En octobre dernier, elle tablait sur une meilleure année 2016 pour l’industrie pétrolière. Ce ne sera pas le cas. « Comme les stocks continuent d’augmenter, les prix mondiaux du pétrole ne devraient toutefois pas dépasser 40 $US cette année […] Les compagnies pétrolières devraient réduire leurs budgets de dépenses réelles en immobilisations de 16 % en 2016, après un recul de 24 % l’an dernier », ajoute l’institution.

Ménages

Les investissements dans la construction immobilière devront également répondre à une faible demande et à une hausse des taux d’inoccupation. Pour leur part, les investissements en machinerie et équipements se heurtent à la fragile confiance des entreprises, à la croissance mondiale lente et aux répercussions d’un dollar faible sur la capacité des entreprises à acheter de la machinerie à l’étranger. Aussi, en raison de la faiblesse de l’emploi et des minces gains de revenu disponible, les consommateurs « seront réticents à ouvrir leur porte-monnaie, compte tenu en plus de leurs niveaux records d’endettement ».

Tous les espoirs se tournent donc vers le commerce extérieur. Sans compter la contribution du gouvernement fédéral, qui pourrait injecter 10 milliards dans l’économie au cours des prochains exercices. « Cela fera avancer le PIB réel d’environ 0,3 % cette année. »

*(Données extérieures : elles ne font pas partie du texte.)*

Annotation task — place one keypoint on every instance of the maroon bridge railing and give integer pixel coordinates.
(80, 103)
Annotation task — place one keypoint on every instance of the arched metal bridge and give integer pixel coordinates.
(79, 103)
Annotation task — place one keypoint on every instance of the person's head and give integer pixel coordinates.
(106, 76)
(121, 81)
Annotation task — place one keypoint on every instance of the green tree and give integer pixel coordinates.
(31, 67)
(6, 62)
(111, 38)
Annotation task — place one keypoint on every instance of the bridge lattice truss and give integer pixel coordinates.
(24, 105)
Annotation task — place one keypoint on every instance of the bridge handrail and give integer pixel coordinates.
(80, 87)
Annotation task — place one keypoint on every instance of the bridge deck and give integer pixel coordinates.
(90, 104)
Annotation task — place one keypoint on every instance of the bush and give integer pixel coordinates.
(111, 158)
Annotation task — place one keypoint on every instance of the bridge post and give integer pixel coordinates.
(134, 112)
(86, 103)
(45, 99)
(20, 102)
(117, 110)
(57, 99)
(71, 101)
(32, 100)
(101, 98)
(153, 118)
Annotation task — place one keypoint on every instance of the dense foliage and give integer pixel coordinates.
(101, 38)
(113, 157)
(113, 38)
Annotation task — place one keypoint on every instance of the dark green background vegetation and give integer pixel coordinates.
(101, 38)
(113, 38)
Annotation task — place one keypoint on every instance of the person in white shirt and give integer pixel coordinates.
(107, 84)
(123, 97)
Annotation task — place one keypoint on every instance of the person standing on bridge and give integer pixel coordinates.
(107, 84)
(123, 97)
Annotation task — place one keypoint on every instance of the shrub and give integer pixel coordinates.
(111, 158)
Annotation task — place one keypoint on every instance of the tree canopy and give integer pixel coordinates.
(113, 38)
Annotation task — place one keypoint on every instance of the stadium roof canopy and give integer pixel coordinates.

En janvier, Marchés mondiaux CIBC abaissait ses prévisions 2016 pour la deuxième fois en un mois. Elle estime que la progression du PIB canadien ne sera que de 1,3 % cette année. Le mois précédent, elle misait sur une croissance de 1,7 %.

Auparavant, la Financière Banque Nationale (FBN) disait s’attendre à ce que la performance économique de l’économie canadienne en 2016 soit pire que celle de 2015, déjà qualifiée de « plus mauvais millésime en six ans ». « Une nouvelle révision à la baisse de nos prévisions pour 2016 situe la croissance nationale à 0,9 % à peine [contre 1,6 % prévu précédemment et 1,2 % estimé pour 2015] […] Et même, cette prévision pourrait encore baisser, notamment si le cours du brut ne remonte pas vers notre objectif de fin d’année de 40 $US le baril », avait souligné la FBN.